As in many regions worldwide, children in India are the most disadvantaged segment, given their overt dependence on adults for meeting all their needs. To ameliorate their condition and ensure them a better, brighter, healthier life, we at CRY (Child Rights and You) fund grassroots partners and works closely with them to deliver sustainable change for children. An indigenous Indian movement, CRY is working towards restoring basic rights – survival, protection, development and participation – to underprivileged Indian children.

It is important for us to listen to what children feel and want for their world Rippan Kapur, CRY Founder

The organisation was founded in Bombay in 1979 when 25 year old Rippan Kapur and six like-minded friends joined hands, backed by their core belief that every person possesses the potential and power to make a difference in the lives of children.

Independent and Effective Link

Unlike a grassroots-level organisation, we do not work directly with underprivileged children.
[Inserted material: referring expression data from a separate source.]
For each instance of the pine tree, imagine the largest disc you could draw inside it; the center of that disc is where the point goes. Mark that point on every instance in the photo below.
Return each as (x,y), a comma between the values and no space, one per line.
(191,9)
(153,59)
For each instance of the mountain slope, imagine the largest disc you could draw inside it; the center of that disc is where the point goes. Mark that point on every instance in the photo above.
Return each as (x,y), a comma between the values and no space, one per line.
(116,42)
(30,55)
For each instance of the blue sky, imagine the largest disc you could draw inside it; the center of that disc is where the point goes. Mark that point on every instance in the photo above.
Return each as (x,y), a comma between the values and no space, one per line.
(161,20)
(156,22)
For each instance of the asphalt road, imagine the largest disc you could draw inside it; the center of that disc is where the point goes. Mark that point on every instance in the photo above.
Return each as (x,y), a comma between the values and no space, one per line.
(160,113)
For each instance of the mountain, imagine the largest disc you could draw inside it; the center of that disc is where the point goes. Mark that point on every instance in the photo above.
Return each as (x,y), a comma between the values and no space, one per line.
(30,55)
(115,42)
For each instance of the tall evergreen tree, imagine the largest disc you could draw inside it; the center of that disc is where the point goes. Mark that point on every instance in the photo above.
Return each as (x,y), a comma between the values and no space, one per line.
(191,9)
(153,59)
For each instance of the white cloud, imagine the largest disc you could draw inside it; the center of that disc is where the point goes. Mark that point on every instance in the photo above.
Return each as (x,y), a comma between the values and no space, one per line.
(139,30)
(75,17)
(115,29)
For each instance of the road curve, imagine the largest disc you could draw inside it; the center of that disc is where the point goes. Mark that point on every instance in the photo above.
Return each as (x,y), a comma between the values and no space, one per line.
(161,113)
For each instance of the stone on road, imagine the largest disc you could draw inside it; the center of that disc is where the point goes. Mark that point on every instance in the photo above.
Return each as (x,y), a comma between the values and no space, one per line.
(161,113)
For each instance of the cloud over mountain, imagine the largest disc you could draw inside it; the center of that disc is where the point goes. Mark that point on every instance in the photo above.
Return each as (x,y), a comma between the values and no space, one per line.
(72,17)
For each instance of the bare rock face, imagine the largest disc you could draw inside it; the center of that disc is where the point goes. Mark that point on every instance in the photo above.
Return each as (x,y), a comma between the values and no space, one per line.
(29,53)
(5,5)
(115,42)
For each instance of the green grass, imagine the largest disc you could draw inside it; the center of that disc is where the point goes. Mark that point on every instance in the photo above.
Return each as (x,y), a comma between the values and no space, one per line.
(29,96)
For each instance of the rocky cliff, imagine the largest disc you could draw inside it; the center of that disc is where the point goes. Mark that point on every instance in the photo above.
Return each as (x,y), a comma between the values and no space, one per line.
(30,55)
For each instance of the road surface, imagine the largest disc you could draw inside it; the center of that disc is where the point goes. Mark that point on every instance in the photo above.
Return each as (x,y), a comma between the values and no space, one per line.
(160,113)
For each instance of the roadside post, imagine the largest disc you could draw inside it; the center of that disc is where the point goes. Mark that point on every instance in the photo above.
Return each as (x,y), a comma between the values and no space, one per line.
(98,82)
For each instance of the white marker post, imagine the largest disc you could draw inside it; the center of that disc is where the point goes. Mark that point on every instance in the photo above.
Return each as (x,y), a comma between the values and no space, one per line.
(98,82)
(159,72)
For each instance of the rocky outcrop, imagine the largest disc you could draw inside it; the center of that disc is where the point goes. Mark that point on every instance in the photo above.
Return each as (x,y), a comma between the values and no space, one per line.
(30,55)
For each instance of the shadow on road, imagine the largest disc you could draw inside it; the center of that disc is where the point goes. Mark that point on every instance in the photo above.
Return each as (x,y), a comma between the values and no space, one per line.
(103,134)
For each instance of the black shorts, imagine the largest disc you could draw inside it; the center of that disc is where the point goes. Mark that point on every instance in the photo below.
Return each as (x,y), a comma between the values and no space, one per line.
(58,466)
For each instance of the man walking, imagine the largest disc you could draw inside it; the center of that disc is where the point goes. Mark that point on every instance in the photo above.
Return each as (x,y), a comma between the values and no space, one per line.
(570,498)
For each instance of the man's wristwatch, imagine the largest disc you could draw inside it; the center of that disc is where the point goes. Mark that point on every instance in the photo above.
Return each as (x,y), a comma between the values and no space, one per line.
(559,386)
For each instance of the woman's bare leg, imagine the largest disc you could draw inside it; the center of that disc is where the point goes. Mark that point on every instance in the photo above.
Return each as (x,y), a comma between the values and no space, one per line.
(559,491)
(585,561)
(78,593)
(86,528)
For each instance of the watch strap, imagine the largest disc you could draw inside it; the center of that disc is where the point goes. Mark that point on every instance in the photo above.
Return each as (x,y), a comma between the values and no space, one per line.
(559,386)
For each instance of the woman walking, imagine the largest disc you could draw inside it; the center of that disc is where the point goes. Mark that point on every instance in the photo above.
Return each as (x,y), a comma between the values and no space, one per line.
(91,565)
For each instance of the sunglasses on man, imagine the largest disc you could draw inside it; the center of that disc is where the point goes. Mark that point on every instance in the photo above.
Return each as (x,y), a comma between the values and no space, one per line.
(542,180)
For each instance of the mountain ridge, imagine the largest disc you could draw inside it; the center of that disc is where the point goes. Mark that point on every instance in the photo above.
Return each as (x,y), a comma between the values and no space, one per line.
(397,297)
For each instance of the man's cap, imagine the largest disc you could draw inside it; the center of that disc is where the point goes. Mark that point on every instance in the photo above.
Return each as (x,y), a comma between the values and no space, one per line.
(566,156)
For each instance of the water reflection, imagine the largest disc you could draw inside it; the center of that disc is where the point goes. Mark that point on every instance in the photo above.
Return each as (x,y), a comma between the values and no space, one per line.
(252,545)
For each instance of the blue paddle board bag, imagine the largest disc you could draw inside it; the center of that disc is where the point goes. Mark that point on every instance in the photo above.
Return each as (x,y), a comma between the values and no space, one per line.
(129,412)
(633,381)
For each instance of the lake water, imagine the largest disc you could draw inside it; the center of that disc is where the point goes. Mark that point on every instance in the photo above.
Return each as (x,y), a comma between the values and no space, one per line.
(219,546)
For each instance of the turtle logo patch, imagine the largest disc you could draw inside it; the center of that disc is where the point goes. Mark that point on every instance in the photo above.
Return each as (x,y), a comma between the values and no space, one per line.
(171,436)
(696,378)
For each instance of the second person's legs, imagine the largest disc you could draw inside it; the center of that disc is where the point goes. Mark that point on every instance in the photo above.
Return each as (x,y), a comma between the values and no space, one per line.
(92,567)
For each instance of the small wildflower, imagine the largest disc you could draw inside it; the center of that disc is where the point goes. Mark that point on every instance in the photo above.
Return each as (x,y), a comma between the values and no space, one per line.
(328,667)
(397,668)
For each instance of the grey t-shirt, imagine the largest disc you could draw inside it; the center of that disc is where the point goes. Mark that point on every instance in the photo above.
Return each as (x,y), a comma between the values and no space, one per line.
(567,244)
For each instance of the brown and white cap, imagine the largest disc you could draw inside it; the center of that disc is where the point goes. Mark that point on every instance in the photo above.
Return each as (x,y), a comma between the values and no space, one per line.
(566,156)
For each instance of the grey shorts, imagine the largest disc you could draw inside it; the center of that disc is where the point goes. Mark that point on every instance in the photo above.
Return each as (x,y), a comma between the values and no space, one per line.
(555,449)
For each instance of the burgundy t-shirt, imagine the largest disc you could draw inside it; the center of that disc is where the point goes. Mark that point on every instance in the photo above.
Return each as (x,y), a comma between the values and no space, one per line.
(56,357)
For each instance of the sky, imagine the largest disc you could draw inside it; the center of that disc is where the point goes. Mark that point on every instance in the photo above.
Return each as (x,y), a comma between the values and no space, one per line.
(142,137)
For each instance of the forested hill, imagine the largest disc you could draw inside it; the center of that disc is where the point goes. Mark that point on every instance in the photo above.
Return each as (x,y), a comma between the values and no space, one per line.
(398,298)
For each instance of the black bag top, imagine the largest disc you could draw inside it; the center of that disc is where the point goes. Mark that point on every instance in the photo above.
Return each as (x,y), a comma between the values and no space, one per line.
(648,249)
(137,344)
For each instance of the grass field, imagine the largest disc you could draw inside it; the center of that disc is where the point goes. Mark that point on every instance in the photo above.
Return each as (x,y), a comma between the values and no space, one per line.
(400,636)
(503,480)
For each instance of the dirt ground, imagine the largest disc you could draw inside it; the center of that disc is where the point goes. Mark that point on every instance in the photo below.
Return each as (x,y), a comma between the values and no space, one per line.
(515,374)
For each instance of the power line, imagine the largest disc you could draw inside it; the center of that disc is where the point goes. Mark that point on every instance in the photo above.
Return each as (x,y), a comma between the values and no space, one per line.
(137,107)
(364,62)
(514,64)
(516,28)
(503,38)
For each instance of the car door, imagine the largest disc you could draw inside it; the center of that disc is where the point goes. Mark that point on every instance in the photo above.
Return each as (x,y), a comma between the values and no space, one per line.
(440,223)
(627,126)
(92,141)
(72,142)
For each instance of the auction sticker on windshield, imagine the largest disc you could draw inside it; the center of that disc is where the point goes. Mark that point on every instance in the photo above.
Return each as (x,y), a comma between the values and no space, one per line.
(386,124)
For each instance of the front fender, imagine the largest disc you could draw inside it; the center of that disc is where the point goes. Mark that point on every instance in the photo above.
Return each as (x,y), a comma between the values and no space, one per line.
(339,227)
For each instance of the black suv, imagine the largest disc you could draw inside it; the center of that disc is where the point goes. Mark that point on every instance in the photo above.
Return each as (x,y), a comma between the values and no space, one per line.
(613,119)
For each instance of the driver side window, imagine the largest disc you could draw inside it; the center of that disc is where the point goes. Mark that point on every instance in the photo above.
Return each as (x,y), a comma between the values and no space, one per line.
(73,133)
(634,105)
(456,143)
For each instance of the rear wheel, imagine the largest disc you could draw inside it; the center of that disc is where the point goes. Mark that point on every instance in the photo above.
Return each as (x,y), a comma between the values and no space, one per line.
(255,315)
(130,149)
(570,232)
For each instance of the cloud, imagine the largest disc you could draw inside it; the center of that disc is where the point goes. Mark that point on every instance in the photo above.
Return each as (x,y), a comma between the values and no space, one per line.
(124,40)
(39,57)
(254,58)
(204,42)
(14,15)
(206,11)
Rather, we are the link between millions of Indians who can provide resources and thousands of dedicated people and organisations at the grassroots-level requiring resources to transform the lives of underprivileged children. This ‘link’ or enabling status has driven CRY’s strategic choices at all times – from its fund raising methods to the nature of its relationship with its NGO partners.

Thirty-eight years later, CRY is India’s premier child rights organisation with an established reputation for effectiveness and trust. We are now spread across 23 States in India, nurtured more than 600 grassroots organisations across the country, and through them, become a catalyst for change in the lives of nearly two million underprivileged Indian children. Identifying nascent grassroots initiatives, we nurture them through financial and non-financial support by funding ‘social entrepreneurs’.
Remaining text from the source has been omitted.